The Atari Video Computer System (later called the Atari 2600) is an interesting machine. For one thing, while not the first in its category, it is the machine that popularized the concept of a home videogame console using interchangeable cartridges.
But it had one interesting point of contrast to videogame consoles of today, or even to how graphic interfaces in general are developed today. One that sounded absurd even at that time, and that is difficult to explain today: it had no frame buffer. Instead, it relied on a line buffer.
In practice, this means that instead of drawing anything to a virtual, in-memory screen that would later be displayed on a TV set, Atari games had to draw their content to the screen pretty much as the cathode rays are displaying it on the TV set, one line at a time. The processor's clock cycles are thus directly tied to the speed the TV screen is drawn.
With that race against an electron beam, and an extremely limited 128 bytes of memory, creating an Atari game during its time was nothing short of a work of creative genius.
Since reading about the Atari's limitations, and (maybe especially) after reading the book Racing the Beam by Nick Montfort and Ian Bogost (check a review here), creating an Atari VCS game has been in my development bucket list.

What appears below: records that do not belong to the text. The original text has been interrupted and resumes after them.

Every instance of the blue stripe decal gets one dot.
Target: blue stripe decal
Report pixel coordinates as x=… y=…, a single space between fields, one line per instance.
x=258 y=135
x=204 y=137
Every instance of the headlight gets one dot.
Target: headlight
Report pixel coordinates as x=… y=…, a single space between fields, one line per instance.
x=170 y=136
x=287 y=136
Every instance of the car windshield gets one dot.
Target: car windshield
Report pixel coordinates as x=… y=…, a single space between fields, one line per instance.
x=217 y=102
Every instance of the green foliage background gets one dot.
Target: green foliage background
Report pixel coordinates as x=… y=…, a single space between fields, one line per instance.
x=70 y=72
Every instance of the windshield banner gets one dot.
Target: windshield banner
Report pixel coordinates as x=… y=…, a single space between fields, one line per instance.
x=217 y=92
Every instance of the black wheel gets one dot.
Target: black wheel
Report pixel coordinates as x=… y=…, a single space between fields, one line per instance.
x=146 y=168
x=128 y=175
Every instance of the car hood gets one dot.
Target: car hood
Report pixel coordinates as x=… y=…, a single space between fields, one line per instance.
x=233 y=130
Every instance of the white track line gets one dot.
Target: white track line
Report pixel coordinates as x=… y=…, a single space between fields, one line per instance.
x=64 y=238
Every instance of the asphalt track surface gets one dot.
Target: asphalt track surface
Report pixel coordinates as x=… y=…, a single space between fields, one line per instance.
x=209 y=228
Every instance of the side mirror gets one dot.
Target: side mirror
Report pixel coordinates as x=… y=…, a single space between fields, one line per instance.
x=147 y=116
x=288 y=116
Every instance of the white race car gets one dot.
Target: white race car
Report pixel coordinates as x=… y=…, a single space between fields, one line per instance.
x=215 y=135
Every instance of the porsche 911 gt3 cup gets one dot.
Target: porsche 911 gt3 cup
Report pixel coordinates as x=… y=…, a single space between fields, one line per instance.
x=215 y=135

This concept is nothing new. A homebrew scene for the Atari 2600 has existed for a while; it's also a popular platform for demakes such as Halo 2600.
Many tools for developing Atari games already exist. I knew of compilers like dasm and emulators like Stella, and had dabbled on writing some simple assembly for it (or modifying existing code), but haven't done much more than that.
However, after seeing 8bitworkshop's web-based Atari 2600 development IDE, this itch to create an Atari game only intensified. I dreamed of a modern Atari development IDE; one that could provide all the features I've learned to expect from other programming languages (like auto-completion, error checking, easy navigation, etc), all allied to the easiness of seeing something updating in real time, as the code is modified.
When working in personal projects, I tend to frequently over-adopt new goals; this scene comes to mind. So, to pursue my goal of developing an Atari game, I decided to first create a Visual Studio Code extension that provided all the modern development features I wanted. This is that extension. I also had to port the original dasm to JavaScript using emscripten, and this is what this extension is heavily based on.